New light has been shed on the Nazi leader's musical tastes by the discovery of what purports to be 100 of his gramophone records found in the attic of a former Soviet intelligence officer, Lew Besymenski.
"There were classical recordings, performed by the best orchestras of Europe and Germany with the best soloists of the age," Mr Besymenski said in a document explaining how the records came into his possession.
The 86-year-old, who helped to interrogate captured Nazi generals, died earlier this summer. The document and the record collection have now been made available to Der Spiegel magazine. "I was astonished that Russian musicians were among the collection," Mr Besymenski wrote.
Hitler dismissed Russians as untermenschen, subhumans, and was contemptuous of their contribution to world culture.

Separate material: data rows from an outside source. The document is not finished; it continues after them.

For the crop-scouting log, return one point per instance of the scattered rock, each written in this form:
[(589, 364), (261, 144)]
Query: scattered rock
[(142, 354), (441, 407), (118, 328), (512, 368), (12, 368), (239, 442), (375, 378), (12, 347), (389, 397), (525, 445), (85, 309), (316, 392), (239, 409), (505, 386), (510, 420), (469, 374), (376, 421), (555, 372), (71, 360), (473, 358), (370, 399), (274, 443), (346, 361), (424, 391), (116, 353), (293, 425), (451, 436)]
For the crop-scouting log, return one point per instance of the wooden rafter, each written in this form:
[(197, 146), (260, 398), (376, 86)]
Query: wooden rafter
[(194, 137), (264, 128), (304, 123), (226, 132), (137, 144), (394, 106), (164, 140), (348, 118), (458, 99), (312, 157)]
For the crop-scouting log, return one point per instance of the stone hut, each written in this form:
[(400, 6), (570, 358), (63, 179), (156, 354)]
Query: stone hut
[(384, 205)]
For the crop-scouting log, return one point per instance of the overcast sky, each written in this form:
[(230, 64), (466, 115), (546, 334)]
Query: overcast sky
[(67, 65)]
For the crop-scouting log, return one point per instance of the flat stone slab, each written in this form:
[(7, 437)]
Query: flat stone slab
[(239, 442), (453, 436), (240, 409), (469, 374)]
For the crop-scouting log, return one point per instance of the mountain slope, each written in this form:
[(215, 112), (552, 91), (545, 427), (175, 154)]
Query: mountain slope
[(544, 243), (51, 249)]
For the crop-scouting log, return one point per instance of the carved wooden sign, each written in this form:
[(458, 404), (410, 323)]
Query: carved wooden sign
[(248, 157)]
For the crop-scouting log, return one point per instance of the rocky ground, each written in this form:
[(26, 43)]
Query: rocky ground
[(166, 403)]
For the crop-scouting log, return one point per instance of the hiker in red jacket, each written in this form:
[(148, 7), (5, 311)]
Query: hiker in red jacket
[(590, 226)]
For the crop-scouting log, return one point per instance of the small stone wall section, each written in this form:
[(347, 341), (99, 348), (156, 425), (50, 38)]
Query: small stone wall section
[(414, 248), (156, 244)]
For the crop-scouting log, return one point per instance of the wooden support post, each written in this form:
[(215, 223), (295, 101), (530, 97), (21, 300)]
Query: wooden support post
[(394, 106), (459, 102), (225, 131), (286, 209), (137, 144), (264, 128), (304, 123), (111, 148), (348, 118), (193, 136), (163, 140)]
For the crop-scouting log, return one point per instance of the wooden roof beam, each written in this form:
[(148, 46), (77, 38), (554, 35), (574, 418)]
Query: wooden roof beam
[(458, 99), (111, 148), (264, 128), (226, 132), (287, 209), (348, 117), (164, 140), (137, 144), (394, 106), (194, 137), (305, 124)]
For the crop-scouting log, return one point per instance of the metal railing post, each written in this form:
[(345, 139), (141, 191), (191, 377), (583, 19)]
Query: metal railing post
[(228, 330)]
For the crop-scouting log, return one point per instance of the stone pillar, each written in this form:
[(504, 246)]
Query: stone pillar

"Yet the records included works by Tchaikovsky, Borodin and Rachmaninov - scratched from frequent playing and all clearly labelled 'Fuhrerhauptquartier', the Fuhrer's headquarters."
The Soviet intelligence officer had found them in Hitler's chancellery in Berlin in May 1945, still packed in crates.
Hitler's staff were counting on an evacuation to the Nazi leader's alpine hideaway on the Obersalzberg and it was known that he could only relax with his music.
Mr Besymenski, then a captain in military intelligence, kept quiet about the records during his lifetime for fear that he would be accused of looting. The most astonishing fact about the records - essentially Hitler's "Best of ..." collections - is the presence of Jewish performers.
Among the recordings is a Tchaikovsky concerto performed by the virtuoso Polish Jewish violinist Bronislaw Huberman.
Hitler would have been aware, while listening to Huberman's playing, that he had founded the Palestine Orchestra in 1936 (which went on to be the foundation of today's Israel Philharmonic Orchestra) and that he was living in enforced exile.
The Austrian Jewish pianist Artur Schnabel, whose mother was killed by the Nazis, also had his work in Hitler's collection.
It is not known which records in the collection were listened to most frequently, nor have they been formally catalogued.
From what is known so far about the Besymenski loot, the records confirm that Hitler had rather obvious, cautious tastes.
The perverse element comes not in his rejection of modernism, say musicologists, but rather in his exclusion of great music because it was "racially unacceptable".
Frederic Spotts, author of Hitler and the Power of Aesthetics, argues that the remarkable feature of Hitler's musical taste was that he could impose it on a whole nation.
"Hitler's problem - in a way his tragedy - was that he confused aesthetic drive with aesthetic talent," Mr Spotts said.
Hitler claimed that there was no independent Jewish culture. "There was never a Jewish art," he wrote in Mein Kampf, "and there is none today".
Richard Wagner was Hitler's main musical passion, but he was furious with the Wagner family when the Jewish baritone Friedrich Schorr was allowed to sing the role of Wotan.